Just kidding. I don’t know if JLaw’s dog is named Spike. But I do know that sometimes what seems like trouble is only troubling. I’d give him a pass here and turn off the TV next time.

The Eyes Have It

EUGENE, SIR: I just got out of a long-term thing and so have started dating again and discovered that there’s an epidemic of men wanting to look deep into my eyes when we’re having sex. I told the last guy to stop it because it was creeping me out. His response was that he thought I had intimacy problems. That may be, but when did men turn into such sensitive, tender things? — F.C.

Dear Football Club: Since that one time that one woman said something about wishing men were more sensitive. The final nail in the coffin, though, was when some other woman said “You know what I really think is SEXY? A sensitive man.” I mean, I understand the two-step. On the one hand, you want a man “sensitive” enough that he doesn’t mind washing a dish or doing a load of laundry every now and then. On the other hand, him thinking he’s Prince every time you have sex, staring deeply into your SOUL might get kind of wearisome.

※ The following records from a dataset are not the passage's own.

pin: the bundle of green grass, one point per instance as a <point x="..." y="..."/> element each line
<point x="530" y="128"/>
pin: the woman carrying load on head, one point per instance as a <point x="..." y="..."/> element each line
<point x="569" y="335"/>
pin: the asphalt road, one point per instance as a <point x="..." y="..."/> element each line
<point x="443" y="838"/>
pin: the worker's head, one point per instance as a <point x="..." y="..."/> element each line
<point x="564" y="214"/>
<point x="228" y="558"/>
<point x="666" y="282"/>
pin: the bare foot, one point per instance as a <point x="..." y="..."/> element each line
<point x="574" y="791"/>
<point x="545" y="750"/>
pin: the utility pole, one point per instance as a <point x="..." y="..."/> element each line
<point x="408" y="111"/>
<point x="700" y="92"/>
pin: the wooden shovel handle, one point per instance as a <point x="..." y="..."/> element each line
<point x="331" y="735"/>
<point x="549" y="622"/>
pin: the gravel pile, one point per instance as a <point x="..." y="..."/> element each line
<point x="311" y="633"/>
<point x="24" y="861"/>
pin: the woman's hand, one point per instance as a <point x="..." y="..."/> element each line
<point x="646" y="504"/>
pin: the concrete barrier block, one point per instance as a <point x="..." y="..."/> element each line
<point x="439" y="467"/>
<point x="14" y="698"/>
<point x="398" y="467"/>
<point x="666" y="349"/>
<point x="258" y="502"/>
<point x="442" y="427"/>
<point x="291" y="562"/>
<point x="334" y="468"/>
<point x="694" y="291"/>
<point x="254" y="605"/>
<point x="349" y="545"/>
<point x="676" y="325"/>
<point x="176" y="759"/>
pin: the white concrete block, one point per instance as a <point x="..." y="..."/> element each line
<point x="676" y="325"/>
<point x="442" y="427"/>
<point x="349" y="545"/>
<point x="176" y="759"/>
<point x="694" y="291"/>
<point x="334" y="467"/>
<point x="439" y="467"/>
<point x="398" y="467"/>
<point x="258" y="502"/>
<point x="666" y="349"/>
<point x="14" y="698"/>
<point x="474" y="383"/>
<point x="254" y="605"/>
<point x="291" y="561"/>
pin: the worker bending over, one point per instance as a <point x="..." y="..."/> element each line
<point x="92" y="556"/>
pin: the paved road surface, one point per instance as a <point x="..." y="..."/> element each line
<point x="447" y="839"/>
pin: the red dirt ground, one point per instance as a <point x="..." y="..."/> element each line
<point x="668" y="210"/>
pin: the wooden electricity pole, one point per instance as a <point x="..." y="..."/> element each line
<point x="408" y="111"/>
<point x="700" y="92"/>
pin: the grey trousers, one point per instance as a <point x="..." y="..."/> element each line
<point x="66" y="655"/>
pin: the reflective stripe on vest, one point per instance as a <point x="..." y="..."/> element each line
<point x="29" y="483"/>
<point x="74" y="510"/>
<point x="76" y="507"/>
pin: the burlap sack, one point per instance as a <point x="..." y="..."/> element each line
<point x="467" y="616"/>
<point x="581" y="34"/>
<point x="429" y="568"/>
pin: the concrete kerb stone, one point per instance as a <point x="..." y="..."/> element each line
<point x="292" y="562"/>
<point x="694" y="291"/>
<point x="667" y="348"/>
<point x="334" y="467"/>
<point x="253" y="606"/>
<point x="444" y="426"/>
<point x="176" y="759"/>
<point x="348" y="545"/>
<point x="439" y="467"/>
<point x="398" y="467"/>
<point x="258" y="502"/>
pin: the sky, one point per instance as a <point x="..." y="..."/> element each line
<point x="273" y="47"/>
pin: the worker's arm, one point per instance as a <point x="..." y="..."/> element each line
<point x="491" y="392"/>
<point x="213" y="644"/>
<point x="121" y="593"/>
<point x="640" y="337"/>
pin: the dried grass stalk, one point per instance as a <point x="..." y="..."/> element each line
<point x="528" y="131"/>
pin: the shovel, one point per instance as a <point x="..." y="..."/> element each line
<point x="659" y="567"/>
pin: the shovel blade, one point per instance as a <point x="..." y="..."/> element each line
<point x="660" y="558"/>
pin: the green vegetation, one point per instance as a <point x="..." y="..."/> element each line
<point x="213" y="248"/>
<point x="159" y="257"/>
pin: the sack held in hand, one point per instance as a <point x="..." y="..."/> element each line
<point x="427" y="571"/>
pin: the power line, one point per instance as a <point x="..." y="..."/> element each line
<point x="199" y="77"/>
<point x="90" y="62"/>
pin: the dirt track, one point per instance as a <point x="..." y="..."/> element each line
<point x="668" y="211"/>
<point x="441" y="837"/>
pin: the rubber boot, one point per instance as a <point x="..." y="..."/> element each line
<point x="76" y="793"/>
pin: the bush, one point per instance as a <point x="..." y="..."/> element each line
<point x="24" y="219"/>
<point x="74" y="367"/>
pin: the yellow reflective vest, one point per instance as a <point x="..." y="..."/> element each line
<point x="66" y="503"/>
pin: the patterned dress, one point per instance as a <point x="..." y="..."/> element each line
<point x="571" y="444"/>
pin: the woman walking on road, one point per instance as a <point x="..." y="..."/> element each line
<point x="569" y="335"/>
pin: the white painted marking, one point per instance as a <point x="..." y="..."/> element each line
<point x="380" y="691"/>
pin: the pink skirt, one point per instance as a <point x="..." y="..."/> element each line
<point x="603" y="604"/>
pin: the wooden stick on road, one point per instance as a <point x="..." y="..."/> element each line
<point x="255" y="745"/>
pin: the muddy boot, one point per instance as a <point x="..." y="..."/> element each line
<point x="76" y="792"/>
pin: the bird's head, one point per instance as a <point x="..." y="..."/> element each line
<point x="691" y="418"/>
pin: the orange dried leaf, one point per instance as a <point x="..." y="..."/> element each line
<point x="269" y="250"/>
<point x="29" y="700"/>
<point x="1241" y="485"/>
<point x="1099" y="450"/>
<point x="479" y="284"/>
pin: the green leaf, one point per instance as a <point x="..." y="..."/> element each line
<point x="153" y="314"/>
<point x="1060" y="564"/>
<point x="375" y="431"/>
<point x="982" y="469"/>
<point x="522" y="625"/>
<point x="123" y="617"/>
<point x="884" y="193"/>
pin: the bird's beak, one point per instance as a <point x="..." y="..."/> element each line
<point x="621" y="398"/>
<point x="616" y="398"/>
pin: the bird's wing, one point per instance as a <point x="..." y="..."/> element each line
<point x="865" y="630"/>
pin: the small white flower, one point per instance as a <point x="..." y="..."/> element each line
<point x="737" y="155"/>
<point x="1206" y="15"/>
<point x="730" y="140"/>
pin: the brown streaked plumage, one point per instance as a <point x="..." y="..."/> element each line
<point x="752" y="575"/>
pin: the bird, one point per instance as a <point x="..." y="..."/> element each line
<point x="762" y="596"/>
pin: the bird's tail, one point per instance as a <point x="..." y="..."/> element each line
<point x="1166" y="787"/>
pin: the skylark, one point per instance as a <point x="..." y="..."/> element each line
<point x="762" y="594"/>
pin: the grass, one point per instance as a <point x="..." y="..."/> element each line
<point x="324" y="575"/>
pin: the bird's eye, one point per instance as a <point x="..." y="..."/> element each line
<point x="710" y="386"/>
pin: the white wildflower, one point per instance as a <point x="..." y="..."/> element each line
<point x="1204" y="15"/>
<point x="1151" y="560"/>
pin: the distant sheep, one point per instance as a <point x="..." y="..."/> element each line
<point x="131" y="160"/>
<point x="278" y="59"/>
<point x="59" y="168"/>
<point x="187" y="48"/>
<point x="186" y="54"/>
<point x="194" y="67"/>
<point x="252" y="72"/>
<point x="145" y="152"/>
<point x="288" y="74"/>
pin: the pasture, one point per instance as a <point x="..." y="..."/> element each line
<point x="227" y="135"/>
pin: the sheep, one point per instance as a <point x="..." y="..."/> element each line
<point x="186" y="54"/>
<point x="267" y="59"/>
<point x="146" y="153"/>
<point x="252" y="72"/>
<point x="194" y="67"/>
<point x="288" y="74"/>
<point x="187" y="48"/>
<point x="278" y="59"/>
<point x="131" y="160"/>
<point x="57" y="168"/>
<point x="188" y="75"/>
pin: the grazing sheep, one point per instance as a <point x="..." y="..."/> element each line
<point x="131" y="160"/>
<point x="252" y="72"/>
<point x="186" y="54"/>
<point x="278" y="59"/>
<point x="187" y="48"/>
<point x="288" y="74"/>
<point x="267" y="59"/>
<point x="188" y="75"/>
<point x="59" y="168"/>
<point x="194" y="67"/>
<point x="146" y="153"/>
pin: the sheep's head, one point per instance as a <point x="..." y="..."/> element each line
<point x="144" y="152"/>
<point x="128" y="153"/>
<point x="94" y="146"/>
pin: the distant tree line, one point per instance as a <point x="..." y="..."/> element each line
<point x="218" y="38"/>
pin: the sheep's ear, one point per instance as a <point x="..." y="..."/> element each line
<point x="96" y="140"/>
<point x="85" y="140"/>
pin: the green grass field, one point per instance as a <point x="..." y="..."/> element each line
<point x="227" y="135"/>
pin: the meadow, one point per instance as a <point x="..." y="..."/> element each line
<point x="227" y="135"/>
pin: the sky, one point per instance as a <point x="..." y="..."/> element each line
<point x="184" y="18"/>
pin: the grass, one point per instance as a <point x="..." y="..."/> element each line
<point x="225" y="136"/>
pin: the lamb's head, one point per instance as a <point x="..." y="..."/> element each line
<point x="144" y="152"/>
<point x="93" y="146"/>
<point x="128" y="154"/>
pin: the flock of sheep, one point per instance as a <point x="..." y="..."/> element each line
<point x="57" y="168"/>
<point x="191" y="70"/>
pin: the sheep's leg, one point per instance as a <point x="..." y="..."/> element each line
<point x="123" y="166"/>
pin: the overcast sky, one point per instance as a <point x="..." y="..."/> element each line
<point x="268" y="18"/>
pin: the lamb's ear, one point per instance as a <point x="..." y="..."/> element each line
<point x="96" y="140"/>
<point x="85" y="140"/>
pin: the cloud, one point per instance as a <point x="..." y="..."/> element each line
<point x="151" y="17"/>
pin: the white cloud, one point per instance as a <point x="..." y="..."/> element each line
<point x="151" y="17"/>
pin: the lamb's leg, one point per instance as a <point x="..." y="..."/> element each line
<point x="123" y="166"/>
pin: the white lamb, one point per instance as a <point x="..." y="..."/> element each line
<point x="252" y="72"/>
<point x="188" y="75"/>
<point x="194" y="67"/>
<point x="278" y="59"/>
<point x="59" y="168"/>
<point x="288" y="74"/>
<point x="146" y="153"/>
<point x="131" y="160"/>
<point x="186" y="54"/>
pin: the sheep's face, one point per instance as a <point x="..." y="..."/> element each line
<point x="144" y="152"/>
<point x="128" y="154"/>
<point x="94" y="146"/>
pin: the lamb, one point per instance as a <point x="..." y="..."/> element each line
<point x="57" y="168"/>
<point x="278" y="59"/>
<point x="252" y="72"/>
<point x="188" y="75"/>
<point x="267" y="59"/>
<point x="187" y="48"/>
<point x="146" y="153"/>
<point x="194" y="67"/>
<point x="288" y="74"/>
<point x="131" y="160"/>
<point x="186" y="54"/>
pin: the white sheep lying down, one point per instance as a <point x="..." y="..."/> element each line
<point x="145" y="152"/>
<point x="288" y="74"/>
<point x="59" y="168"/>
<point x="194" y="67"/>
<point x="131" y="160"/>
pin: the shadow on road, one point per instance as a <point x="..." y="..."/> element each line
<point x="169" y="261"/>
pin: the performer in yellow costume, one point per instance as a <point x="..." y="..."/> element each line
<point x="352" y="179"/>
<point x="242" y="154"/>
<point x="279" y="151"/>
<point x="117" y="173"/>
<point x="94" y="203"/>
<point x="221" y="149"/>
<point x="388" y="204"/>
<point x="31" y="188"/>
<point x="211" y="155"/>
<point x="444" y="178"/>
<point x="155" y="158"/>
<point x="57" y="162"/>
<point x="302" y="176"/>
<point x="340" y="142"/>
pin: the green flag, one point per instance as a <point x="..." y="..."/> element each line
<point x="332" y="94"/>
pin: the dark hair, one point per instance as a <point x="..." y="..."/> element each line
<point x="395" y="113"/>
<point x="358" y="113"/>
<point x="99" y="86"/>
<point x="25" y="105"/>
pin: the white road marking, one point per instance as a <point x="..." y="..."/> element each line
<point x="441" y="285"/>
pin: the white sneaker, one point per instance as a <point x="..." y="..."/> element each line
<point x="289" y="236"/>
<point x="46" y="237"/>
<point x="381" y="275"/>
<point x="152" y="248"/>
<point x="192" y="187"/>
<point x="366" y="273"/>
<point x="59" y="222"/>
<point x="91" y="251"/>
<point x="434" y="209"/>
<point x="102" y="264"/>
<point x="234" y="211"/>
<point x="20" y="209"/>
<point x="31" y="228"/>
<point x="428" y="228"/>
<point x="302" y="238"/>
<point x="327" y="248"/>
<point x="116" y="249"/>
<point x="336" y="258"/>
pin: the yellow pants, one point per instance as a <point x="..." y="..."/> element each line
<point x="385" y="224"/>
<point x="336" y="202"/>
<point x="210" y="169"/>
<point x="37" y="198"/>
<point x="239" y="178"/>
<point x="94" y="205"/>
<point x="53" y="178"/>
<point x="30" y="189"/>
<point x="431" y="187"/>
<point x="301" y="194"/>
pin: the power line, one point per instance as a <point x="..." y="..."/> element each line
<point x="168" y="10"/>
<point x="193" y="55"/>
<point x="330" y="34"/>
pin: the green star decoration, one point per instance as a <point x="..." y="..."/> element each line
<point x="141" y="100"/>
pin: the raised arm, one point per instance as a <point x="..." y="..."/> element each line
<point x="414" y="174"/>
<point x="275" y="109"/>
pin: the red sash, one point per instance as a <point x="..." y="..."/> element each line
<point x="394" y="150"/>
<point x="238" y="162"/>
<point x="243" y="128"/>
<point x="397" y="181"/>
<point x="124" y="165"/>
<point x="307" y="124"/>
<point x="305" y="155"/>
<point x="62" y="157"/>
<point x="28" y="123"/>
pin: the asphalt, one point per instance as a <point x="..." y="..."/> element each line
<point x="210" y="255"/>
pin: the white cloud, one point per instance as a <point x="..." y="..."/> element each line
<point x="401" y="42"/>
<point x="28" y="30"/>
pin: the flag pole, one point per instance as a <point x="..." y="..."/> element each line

Well, variety is the spice of life, but I can see you’d just prefer a little balance. So since right now you’re free — or relatively so — go out and find that balanced beau who’s too busy tearing off your clothes to sensitively plumb your soul via your eyeballs but who’s OK washing those ripped-off clothes afterward. Good luck.

Sex on TV

EUGENE, SIR: I’ve never had sex. One of the reasons is because I worry — my penis is 5 inches when fully erect. Please advise me on how to deal with this problem. — Abhishek

Dear Abby: Since I get this question once a week and I’ve answered it almost every time I have gotten it, I can tell you a few things that might help. The first thing is that the fact that I get the question every week should be a sure sign that you are not alone. In fact, based on every other time I’ve answered the question I can tell you that you are well within what people who study penises call “the norm.” Yes, there are men out there larger than you, but there are also men out there smaller than you. Secondly, there are enough women on Earth that it’s inevitable that, if you’re dedicated to the proposition, you will find one who fits you. And finally, you finding that woman starts with you starting to have sex. Especially if the whole penis-size issue is the only thing holding you back. Or to quote 1960s culture icon Mr. Natural: Don’t let your meat loaf. Hope that helps.